Basically it is an overgrowth of one of the natural occurring bacteria in your vagina, and when the delicate balance that is your vagina gets an overgrowth of one bacteria, there can be foul smelling discharge, itchiness, odor, pain, and/or burning. Most commonly it smells like a dead fish down there….not good, ladies. And, if it takes someone saying something to you about it, even worse. Pay attention to what’s going on in your vagina, and notice if something smells off or looks funky.
So, How do I get BV?
Well, unfortunately, it is not completely known why some people are more prone to these infections than others. But, new sexual partners and having multiple sexual partners can cause a BV infection; it may be due to the use of numerous condoms and your body is reacting, or due to the change in your natural flora from having everything disrupted frequently down there. Some women know that after they have sex with a new person, they will get BV, so they preemptively have a plan with their HCP about it (which is some smart thinking!) If you have unprotected sex, it can just be that mixing their bacteria with yours causes an upset, and your body reacts the way it knows how and can. Also, women who douche tend to have a higher frequency of BV; although this is a little bit of the chicken/egg debate. Women who douche tend to think that their vagina smells, and they may already have an overgrowth of bacteria just because they do, so they douche, and flush that bacteria all over the place, and cause an even bigger disruption in their flora, causing a more widespread BV, so they link the douche to BV, whereas they probably had the infection anyway. Oh, and women who are NOT sexually active can get BV infections; some peoples vaginal floras are just more sensitive than others. It is a bit of a medical quandary though….
What are the signs/symptoms?
Strong fishy odor, that increases after sex
White/gray thin discharge
Itchiness around the outside of the vagina
Stinging/burning with peeing
OR no symptoms at all!
How can BV affect me?
Having a BV infection can increase your risk of contracting HIV if you are exposed to the virus
It also increases the risk that you will pass along HIV to a partner (if you are infected)

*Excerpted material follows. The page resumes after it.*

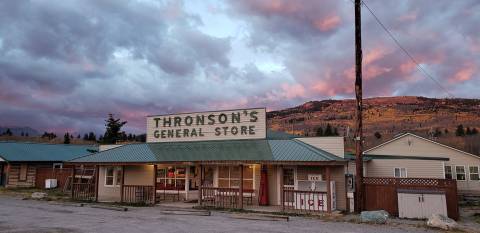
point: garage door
(421, 203)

Having BV (past infections) increases your post operative risk for infection (post hysterectomy, abortion, or other gynecological surgeries)
Having BV increases your risk of also contracting HSV (Herpes simplex virus), Chlamydia, and Gonorrhea (your vaginas natural defense mechanisms are down due to the BV infection)
A BV infection while pregnant can increase your rate of complications such as pre-term labor, lead to low birthweight babies (under 5.5lbs), and premature babies.
Also, undiagnosed BV can lead to PID (Pelvic Inflammatory Disease) and make getting pregnant a very difficult task.
Are there any tests to determine BV?
The main “test” of determining BV is based upon your complaints (i.e. grey discharge, smelly odor, etc) and with a pelvic exam and taking a small sample of discharge from your cervix and examining a smear by your HCP. Balance Activ has just created an OTC pH testing kit, so if you suspect BV, you can use a testing strip and actually diagnose your BV. There are no blood tests or anything fancy to diagnose the infection, but seeing as it is so common, if an HCP even suspects it, without you complaining of symptoms, they may treat you anyway.